Edward gli preparò delle omelette in meno di cinque minuti......e Nessie le finì in ancora meno tempo, e questa volta non le rigetto.

Era molto strano però, pensai, anche se a pensarci bene....cosa ci poteva essere di normale in una famigli come la nostra?

La giornata prosegui tranquilla e ognuno si mise a fare quello che gli piaceva fare, tranne Edward e Carlisle, che continuarono a discutere su varie opportunità di caccia, facendo in modo di restare nelle vicinanze, nel caso che Nessie avesse avuto bisogno di soccorso immediato.

"Ahi!" disse Nessie qualche ora dopo.

"Cosa succede? sta scalciando?" chiese Jake che aveva tutti i nervi tesi.

Da quando avevamo scoperto che Nessie era in cinta lui non si era mai rilassato un secondo.

"Si" rispose lei ansimando

"senti" disse invitandolo ad appoggiare la mano sulla pancia rigonfia.

Lui ci appoggiò una mano.....e dopo qualche secondo il suo viso si illumino in un sorriso e ci appoggio anche l'orecchio.

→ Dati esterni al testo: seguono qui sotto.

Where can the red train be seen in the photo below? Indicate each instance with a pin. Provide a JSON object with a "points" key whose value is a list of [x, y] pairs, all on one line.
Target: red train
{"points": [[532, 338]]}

Quella scena mi ricordo quando Edward senti per la prima volta i pensieri di Nessie e sentii un sorriso comparire sulle mie labbra.

"Perché quel sorriso?" chiese Edward avvicinandosi, e cingendomi la vita.

"niente..... è che stavo ripensando, a quando hai sentito per la prima volta, i pensieri di Nessie....da dentro la mia pancia"

"cosa?" chiese Nessie che aveva ascoltato la nostra breve conversazione.

" beh....ecco…. vedi… tuo padre....quando eri ancora nella mia pancia è riuscito a sentire i tuoi pensieri"

Lei si illuminò in quel suo splendido sorriso che con la crescita non era cambiato per niente.

"veramente?" chiese

"ma certo" dissi sorridendogli

"papà potresti provare a sentire?" gli chiese.

"se ci riuscissi l'avrei già sentito non credi?"

“Provaci !!! " gli dicemmo in stereo io e Nessie,lui sorrise e alzo gli occhi al cielo

"tale madre..." borbotto lui, gli diedi un colpo sulla spalla... sorrise e chiuse gli occhi per concentrarsi, dopo un po’ corrugò la fronte e disse: “no mi dispiace tesoro, non sento niente a parte i vostri pensieri”

Nessie sorrise anche se era evidente che fosse un po’ delusa “non ti preoccupare papà non fa niente” disse lei.

La giornata orami era finita ma non per noi, io, Edward, Esme, Jazz, Alice , Emm e Rose uscimmo a caccia, Carlisle rimase a casa per tenere sotto controllo la situazione di Nessie e Jacob decise di rimanere per restare con lei.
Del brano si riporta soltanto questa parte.